14 food trucks lined up on Hillside Road and Fairfield Way for SUBOG’s annual Food Truck Festival on Saturday evening. The festival is a part of the University of Connecticut’s Spring Weekend and has become a thriving tradition in recent years. There were a variety of options available for students including barbecue, lobster, dessert and more.
The food trucks were free to UConn students with a Spring Weekend wristband.
Students started lining up almost an hour before the event commenced. Live music and DJ’s were playing on Fairfield Way to provide entertainment during the wait. SUBOG members were distributing water bottles as well as tickets for the comedy show later that night.
Savory options included Uncle D’s Blazin BBQ, Munchies, Lobstercraft, Food Extrovert, Cod Squad, Whey Station, Makin Jamaican, Lizzie’s Curbside and Fryborg. Each truck offered a menu with a few different options that students could choose from. Vegetarian and vegan options were available at some of the trucks.
The dessert trucks available were Meriano’s Cannoli Truck, Cookie Monstah, Whoopie Wagon, Clyde’s Cupcakes and Yimello Smoothies.
“Overall, I think it’s a really cool thing to have. I like the different choices but not the lines,” Anthony Marino, a fourth-semester management and engineering for manufacturing major, said.
One of the most popular trucks was Munchies, which offered burgers, fries, chicken sandwiches and buffalo chicken skewers. The sandwiches were ready-made to be passed out to hungry students. While the burgers were delicious and well-cooked, not being able to custom-order the toppings of your choosing was a downside to the mechanics of the festival.

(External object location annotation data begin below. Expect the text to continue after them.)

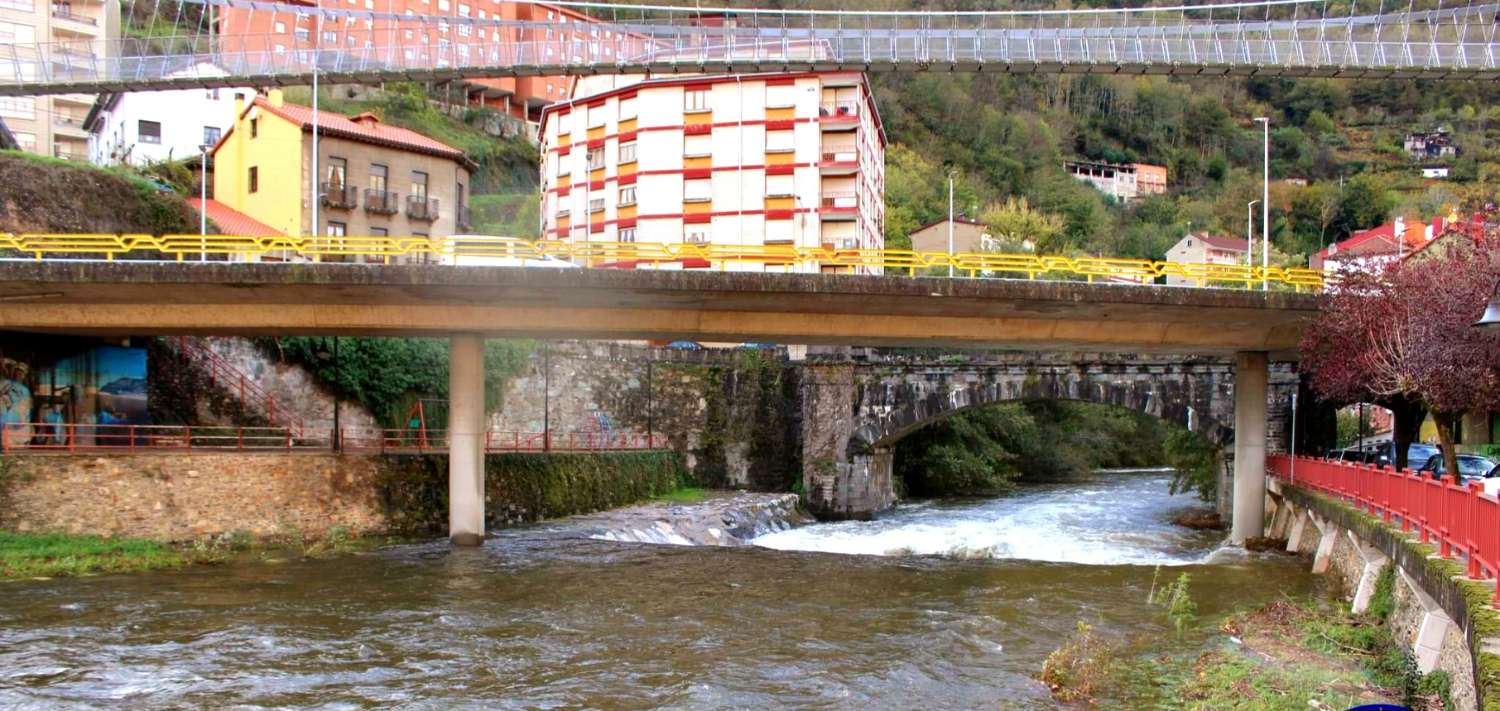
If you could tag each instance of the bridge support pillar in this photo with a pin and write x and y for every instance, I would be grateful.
(1251, 377)
(467, 440)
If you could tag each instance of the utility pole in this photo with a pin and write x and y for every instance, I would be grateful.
(950, 224)
(1265, 203)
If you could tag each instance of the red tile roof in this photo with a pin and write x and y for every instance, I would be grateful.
(366, 128)
(233, 221)
(1227, 243)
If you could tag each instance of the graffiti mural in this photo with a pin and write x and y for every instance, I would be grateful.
(60, 390)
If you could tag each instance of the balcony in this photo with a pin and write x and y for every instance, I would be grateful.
(839, 161)
(381, 201)
(420, 207)
(69, 125)
(339, 195)
(839, 206)
(839, 116)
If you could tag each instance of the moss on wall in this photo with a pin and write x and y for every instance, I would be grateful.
(522, 488)
(1467, 602)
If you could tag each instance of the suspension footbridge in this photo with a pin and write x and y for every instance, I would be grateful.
(174, 44)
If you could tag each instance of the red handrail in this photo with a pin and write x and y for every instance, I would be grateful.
(1457, 518)
(237, 381)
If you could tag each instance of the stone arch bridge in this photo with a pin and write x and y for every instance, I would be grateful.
(855, 410)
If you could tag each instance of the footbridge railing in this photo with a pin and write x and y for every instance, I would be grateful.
(506, 251)
(1461, 521)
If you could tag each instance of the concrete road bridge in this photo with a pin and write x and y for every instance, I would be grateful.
(173, 44)
(471, 303)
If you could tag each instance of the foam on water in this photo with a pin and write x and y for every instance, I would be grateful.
(1104, 519)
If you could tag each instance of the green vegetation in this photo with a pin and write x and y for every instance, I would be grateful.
(386, 375)
(414, 489)
(987, 450)
(683, 495)
(57, 554)
(32, 555)
(1286, 656)
(44, 195)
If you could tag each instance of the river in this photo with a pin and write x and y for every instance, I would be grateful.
(548, 618)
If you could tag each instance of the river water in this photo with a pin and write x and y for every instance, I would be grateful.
(545, 617)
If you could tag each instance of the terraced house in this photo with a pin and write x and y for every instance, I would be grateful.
(788, 159)
(371, 179)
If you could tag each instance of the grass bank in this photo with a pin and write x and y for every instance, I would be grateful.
(62, 555)
(1293, 654)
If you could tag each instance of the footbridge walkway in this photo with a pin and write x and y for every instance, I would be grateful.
(182, 42)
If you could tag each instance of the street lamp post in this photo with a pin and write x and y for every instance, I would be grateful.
(1250, 237)
(203, 203)
(1491, 320)
(1265, 203)
(950, 224)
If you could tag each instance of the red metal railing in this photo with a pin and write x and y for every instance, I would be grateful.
(221, 372)
(71, 437)
(68, 437)
(1460, 519)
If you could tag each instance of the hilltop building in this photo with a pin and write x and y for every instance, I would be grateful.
(141, 128)
(81, 33)
(372, 179)
(1430, 144)
(473, 33)
(1124, 182)
(740, 159)
(1206, 249)
(968, 236)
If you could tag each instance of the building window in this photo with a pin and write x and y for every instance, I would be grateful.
(18, 107)
(149, 131)
(779, 141)
(698, 146)
(698, 191)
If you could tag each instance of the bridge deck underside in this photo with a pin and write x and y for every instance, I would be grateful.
(416, 300)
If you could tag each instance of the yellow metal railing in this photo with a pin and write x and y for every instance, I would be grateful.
(605, 254)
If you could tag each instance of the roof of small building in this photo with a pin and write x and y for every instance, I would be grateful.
(233, 221)
(365, 128)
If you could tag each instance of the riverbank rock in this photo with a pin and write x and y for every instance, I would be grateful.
(722, 519)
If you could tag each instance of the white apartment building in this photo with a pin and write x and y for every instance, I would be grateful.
(141, 128)
(78, 32)
(750, 159)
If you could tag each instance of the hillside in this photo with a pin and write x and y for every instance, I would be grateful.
(50, 195)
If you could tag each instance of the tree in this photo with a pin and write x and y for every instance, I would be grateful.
(1401, 336)
(1016, 221)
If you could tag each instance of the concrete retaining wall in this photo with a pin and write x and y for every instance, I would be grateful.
(1431, 615)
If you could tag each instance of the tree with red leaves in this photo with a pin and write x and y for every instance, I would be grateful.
(1401, 336)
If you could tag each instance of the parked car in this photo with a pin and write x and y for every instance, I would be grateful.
(1470, 467)
(1385, 453)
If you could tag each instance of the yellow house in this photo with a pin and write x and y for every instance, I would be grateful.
(372, 179)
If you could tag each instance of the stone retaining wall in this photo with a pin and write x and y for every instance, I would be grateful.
(1431, 615)
(183, 497)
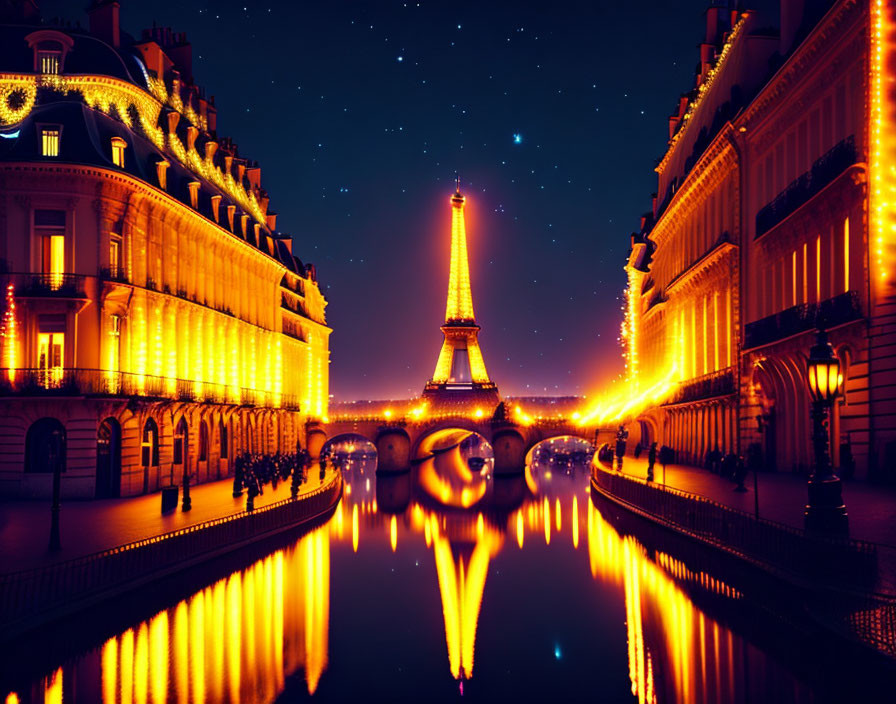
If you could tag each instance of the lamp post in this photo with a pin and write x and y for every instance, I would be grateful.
(54, 451)
(825, 512)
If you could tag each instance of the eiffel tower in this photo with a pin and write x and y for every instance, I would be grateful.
(460, 381)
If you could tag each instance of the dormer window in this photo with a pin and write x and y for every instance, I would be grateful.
(194, 194)
(162, 173)
(118, 147)
(49, 140)
(49, 61)
(50, 48)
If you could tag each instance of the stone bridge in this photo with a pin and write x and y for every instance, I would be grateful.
(398, 442)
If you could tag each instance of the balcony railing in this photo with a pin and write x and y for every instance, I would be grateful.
(100, 382)
(115, 273)
(46, 285)
(807, 316)
(823, 171)
(718, 383)
(294, 306)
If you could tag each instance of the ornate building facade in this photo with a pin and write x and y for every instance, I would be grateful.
(768, 225)
(155, 321)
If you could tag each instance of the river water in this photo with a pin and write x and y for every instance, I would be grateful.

Uncle D’s Blazin BBQ was one of the returning trucks from last year’s festival. They offered a variety of barbecue and pulled pork sandwiches, as well as pulled pork or chili over mac and cheese. The line wrapped from the Student Recreation Center to Gampel Pavilion. Once students placed their orders, they were immediately given any beverage they ordered and then had to wait in a second line while their food was being prepared. The smell of barbecue from the grills permeated the entire festival. While it was one of the longest waits, the food was well worth it. It was a great take on classic, southern comfort food and clearly a fan-favorite.

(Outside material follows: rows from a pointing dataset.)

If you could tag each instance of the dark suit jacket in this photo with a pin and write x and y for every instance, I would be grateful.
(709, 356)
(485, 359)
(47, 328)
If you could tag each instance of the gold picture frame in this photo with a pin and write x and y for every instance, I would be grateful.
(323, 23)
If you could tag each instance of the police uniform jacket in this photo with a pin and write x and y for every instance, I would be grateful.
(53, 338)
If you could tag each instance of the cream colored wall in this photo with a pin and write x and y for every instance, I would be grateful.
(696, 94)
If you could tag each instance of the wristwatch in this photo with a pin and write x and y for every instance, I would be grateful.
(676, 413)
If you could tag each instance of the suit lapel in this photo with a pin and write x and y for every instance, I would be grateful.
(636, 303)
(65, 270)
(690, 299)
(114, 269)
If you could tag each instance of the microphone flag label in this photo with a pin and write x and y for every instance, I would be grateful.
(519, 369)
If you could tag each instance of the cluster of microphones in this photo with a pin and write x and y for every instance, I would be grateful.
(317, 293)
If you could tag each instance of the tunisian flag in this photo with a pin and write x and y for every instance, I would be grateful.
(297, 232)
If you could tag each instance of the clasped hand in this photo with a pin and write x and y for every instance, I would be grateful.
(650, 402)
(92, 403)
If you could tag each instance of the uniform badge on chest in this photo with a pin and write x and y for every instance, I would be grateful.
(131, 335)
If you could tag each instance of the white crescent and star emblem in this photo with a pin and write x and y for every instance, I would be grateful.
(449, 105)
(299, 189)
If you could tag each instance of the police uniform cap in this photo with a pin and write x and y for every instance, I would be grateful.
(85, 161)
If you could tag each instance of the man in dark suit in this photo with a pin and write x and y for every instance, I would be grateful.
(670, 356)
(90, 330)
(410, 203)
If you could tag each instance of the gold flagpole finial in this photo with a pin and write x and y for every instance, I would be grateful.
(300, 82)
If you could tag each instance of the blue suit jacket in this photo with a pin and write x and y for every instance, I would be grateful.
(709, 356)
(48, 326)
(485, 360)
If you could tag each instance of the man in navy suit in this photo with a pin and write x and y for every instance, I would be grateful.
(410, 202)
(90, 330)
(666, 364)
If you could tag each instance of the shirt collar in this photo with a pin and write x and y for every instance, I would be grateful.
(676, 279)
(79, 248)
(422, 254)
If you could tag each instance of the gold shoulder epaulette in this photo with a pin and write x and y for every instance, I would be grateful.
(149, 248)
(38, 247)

A popular dessert option amongst students was Cookie Monstah, a Boston-based bakery. They came with not one but two trucks and were still one of the first to run out of supplies towards the end of the night. They offered a variety of ice cream cookie sandwich combinations including “The Classic,” which was vanilla ice cream sandwiched between two chocolate chip cookies and “The Cup-O-Joe,” which was two double chocolate cookies with coffee-Oreo ice cream.
“The ice cream cookie sandwich was my favorite,” fourth-semester elementary education major Gabrielle Rago said. “It was delicious, but the line was really long.”

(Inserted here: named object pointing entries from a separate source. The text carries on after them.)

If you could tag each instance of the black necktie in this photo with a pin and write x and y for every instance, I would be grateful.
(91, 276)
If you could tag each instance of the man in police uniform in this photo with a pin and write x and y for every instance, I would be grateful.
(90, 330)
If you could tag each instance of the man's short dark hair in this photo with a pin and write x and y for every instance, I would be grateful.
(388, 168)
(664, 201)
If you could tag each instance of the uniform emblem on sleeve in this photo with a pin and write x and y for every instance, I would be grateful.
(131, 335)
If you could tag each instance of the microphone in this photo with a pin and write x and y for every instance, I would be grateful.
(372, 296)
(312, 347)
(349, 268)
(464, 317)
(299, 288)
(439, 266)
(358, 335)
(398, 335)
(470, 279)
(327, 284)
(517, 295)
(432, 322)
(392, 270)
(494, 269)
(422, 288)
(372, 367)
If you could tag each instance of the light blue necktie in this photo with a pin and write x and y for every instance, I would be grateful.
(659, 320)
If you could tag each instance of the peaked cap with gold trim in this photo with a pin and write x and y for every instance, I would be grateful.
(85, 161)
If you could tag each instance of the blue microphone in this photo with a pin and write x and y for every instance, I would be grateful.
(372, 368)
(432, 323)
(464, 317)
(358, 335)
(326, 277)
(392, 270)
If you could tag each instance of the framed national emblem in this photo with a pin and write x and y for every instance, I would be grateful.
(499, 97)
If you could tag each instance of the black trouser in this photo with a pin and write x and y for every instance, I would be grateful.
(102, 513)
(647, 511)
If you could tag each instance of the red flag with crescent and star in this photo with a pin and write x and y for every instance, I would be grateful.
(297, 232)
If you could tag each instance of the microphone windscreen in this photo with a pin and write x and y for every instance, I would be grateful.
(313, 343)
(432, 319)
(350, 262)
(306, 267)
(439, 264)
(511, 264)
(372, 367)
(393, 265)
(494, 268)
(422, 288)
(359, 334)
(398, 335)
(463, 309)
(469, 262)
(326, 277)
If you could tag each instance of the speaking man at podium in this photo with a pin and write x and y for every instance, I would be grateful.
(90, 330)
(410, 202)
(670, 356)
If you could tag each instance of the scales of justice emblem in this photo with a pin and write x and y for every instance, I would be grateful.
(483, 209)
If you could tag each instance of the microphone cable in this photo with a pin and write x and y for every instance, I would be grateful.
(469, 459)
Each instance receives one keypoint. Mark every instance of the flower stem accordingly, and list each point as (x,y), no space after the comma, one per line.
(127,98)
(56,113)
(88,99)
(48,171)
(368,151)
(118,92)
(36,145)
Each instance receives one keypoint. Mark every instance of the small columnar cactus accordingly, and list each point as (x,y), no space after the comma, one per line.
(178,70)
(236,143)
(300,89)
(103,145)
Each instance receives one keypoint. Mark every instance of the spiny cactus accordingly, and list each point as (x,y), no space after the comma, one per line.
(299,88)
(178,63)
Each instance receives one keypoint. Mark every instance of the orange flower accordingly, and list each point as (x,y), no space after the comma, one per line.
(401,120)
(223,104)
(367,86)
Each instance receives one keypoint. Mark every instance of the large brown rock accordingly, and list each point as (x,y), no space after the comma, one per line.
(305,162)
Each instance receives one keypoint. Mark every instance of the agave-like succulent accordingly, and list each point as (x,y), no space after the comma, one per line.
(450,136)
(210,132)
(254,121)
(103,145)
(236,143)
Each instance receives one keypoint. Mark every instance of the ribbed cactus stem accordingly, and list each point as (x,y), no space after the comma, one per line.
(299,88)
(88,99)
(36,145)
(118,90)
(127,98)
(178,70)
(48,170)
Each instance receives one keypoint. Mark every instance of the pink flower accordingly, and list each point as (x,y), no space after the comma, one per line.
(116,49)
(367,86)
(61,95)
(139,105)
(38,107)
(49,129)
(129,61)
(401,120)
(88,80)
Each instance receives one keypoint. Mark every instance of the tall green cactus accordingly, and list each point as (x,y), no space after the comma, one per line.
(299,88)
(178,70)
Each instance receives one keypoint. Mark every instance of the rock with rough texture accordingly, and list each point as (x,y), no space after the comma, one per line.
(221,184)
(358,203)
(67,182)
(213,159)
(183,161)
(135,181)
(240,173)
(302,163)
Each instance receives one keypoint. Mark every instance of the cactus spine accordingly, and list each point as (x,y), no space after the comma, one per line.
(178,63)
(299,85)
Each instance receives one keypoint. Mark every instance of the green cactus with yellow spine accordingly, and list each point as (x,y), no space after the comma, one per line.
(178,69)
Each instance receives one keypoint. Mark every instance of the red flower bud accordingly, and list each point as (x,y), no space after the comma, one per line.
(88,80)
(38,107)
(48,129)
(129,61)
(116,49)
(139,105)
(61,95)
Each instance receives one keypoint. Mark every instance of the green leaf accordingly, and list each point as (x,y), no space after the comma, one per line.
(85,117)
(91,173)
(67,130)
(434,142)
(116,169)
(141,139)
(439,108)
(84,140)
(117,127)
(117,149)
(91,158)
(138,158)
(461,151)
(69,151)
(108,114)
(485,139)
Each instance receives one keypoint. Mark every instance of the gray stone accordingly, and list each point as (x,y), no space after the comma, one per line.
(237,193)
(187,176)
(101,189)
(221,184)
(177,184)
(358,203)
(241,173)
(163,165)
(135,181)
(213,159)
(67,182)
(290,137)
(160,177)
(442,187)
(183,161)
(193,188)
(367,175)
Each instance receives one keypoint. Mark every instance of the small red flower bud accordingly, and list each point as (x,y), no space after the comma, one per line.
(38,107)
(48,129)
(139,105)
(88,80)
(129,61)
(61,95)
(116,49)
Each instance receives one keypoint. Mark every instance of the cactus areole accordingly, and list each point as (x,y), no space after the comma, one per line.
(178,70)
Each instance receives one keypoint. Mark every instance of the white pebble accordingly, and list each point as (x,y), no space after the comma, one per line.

Students waited in line for hours for the food trucks of their choice.
“I got there almost an hour early and there were already over 50 people in line for some of the trucks. It was crazy, but the food is so good that it’s understandable,” Rago said.
The event was scheduled to run from 5 p.m. to 9 p.m., but due to large crowds some of the trucks ran out of supplies as early as 7 p.m. Some trucks, such as Cod Squad and Clyde's Cupcakes ran out of specific menu items quickly but were able to serve their remaining options.
In the week leading up to the festival, SUBOG was giving away promotional skip-the-line passes via social media contests and at their Spring Weekend tables.
“Food Truck day is always really exciting,” Mary Vlamis, a fourth-semester economics and political science double major, said. “You need to be strategic about your timing in order to optimize your experience, but besides that it was a fun and yummy time!”